Posts Tagged ‘The Nation’

CosmoCon Queue

Wednesday, November 18th, 2009

There’s been a lot to write about this week. However, I also need to make a living. In an effort to clear out my queue, here are interesting links that I’ve wanted to post. Basically, this is a round-up of all the Palin news that has interested me.

Sarah Palin’s publishing and political worlds in collision
Mary Matalin, CNN.com

“Going Rogue” will now be a “comp” (or baseline) for assessing the value of and advances for political “big books,” so all you big book writers of the future better hope it sells big — or your future advances won’t be.

What Palin’s Detractors Don’t Understand
John Hudson, Atlantic Wire

A New Style of Feminist Her Detractors Will Never Appreciate, writes Melanie Kirkpatrick in The Wall Street Journal: “Mrs. Palin’s veep candidacy ignited fury on the left and much skewed reporting in the mainstream media. It is probably too much to hope that a book that begins at the Right to Life booth at the Alaska State Fair will inspire her critics to read on. But if they do, they’ll find themselves in the company of a woman whose views are more nuanced than they were portrayed to be during the campaign… Through it all, Mrs.
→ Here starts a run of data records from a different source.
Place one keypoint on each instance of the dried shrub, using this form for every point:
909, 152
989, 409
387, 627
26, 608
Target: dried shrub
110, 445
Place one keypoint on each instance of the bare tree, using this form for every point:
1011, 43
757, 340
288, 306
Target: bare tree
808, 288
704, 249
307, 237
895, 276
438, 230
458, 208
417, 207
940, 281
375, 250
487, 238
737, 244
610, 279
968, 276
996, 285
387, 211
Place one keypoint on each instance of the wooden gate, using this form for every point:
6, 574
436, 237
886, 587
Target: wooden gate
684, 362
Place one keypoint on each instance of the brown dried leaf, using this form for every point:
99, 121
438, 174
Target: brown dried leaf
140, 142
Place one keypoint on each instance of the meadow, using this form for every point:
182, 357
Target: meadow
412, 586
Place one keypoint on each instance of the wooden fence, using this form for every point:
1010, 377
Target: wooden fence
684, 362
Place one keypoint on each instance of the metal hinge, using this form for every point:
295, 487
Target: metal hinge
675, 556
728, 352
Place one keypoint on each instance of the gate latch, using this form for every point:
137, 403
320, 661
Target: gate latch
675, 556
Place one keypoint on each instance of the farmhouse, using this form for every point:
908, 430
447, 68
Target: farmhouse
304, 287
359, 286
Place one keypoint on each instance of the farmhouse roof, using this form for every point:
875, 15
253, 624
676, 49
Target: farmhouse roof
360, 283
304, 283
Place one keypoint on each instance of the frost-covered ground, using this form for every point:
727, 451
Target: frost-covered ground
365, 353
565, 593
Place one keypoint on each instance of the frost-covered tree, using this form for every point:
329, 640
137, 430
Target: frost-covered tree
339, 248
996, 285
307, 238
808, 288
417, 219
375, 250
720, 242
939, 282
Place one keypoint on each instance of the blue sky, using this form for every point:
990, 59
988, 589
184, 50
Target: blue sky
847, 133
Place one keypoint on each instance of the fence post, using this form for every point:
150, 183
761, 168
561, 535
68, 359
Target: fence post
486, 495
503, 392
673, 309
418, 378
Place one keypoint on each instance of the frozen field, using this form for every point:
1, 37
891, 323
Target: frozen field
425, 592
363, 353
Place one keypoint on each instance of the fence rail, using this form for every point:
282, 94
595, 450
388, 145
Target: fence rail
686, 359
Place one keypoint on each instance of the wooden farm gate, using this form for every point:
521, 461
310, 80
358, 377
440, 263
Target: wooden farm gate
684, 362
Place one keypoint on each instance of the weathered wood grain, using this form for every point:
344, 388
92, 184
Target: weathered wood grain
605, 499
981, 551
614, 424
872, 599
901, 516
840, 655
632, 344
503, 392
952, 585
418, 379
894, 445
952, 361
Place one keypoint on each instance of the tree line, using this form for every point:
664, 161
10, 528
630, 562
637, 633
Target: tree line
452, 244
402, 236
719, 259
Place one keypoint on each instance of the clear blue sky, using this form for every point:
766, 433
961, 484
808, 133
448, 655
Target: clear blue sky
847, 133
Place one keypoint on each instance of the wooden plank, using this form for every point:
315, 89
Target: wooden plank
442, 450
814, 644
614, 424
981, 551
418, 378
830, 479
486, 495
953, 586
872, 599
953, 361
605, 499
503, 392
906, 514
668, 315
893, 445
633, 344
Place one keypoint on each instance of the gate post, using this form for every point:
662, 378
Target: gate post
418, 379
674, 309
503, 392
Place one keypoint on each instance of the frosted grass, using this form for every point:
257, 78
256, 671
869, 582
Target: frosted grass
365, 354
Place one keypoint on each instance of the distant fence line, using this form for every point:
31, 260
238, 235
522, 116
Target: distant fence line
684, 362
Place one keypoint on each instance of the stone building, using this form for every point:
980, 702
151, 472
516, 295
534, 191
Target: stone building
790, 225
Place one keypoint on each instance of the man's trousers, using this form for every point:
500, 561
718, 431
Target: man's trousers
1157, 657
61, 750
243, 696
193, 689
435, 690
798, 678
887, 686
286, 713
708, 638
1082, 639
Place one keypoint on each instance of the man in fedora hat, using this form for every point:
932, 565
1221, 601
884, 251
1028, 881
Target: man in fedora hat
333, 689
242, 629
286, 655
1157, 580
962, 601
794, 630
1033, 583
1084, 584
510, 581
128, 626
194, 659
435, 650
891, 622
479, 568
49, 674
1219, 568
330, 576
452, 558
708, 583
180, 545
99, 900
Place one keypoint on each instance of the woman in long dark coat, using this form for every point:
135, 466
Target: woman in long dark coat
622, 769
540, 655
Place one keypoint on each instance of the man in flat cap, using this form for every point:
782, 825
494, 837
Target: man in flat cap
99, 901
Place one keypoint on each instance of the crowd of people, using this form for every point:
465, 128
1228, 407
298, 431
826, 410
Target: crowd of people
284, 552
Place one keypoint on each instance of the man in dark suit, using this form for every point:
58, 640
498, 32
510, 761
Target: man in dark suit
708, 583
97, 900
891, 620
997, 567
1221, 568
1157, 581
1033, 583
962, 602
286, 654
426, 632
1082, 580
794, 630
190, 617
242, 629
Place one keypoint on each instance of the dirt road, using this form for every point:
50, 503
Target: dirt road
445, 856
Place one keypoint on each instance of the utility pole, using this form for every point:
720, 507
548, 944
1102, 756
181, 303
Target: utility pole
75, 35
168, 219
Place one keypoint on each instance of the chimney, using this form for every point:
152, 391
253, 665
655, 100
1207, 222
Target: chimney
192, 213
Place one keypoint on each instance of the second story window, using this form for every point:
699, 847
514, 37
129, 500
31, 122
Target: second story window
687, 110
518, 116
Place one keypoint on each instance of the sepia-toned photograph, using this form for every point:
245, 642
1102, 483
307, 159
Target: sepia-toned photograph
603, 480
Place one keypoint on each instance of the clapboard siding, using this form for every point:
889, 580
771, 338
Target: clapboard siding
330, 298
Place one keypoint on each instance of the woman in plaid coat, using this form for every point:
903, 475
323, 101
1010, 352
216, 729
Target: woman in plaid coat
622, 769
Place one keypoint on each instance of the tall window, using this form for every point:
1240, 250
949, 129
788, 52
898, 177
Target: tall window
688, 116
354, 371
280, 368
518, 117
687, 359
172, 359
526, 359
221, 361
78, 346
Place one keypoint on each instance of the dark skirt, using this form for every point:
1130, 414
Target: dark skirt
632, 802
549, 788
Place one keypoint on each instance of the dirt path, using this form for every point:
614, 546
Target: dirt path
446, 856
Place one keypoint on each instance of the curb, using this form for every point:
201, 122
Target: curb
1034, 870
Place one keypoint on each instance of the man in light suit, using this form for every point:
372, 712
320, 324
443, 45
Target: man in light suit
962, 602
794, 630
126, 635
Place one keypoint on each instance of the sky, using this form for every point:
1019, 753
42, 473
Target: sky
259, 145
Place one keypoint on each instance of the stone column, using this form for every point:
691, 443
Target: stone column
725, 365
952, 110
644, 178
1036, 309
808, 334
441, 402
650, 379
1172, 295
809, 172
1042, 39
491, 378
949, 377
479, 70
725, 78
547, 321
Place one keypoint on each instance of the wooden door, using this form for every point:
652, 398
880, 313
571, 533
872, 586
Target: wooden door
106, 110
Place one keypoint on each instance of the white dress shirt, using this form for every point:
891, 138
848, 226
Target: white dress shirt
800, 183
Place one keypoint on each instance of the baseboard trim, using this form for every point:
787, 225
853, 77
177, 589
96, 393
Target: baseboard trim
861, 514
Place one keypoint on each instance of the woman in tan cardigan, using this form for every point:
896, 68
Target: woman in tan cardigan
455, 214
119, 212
Palin emerges as a new style of feminist: a politician who took on the Ole Boy network and won; a wife with a supportive husband whose career takes second place to hers; and a mother who, unlike working women of an earlier age, isn’t shy about showcasing her family responsibilities. She writes with sensitivity and affection about her gay college roommate, and she confesses her anguish when she found out that she was carrying a baby with Down syndrome. That experience, she says, helped her to understand why a woman might be tempted to have an abortion. This is not the prejudiced, dim-witted ideologue of the popular liberal imagination.”

Who’s Team Is It, Anyway?
Katha Pollitt, The Nation

Women Democrats have taken an awful lot of hits for the team lately. Many of us didn’t vote for Hillary Clinton in the primary because the goal of electing a woman seemed less important than the goal of electing the best possible president. Only a self-hater or a featherhead didn’t feel some pain about that. And although women are hardly alone in this, we’ve seen some pretty big hopes set aside in the first year of the Obama administration. The Paycheck Fairness Act, which would expand women’s protections against sexism in the workplace, is on the back burner. Meanwhile, the Office of Faith-Based and Neighborhood Partnerships is not only alive and well; it’s newly staffed with antichoicers like Alexia Kelley of Catholics in Alliance for the Common Good, who, as Frances Kissling notes in Salon, has compared abortion to torture.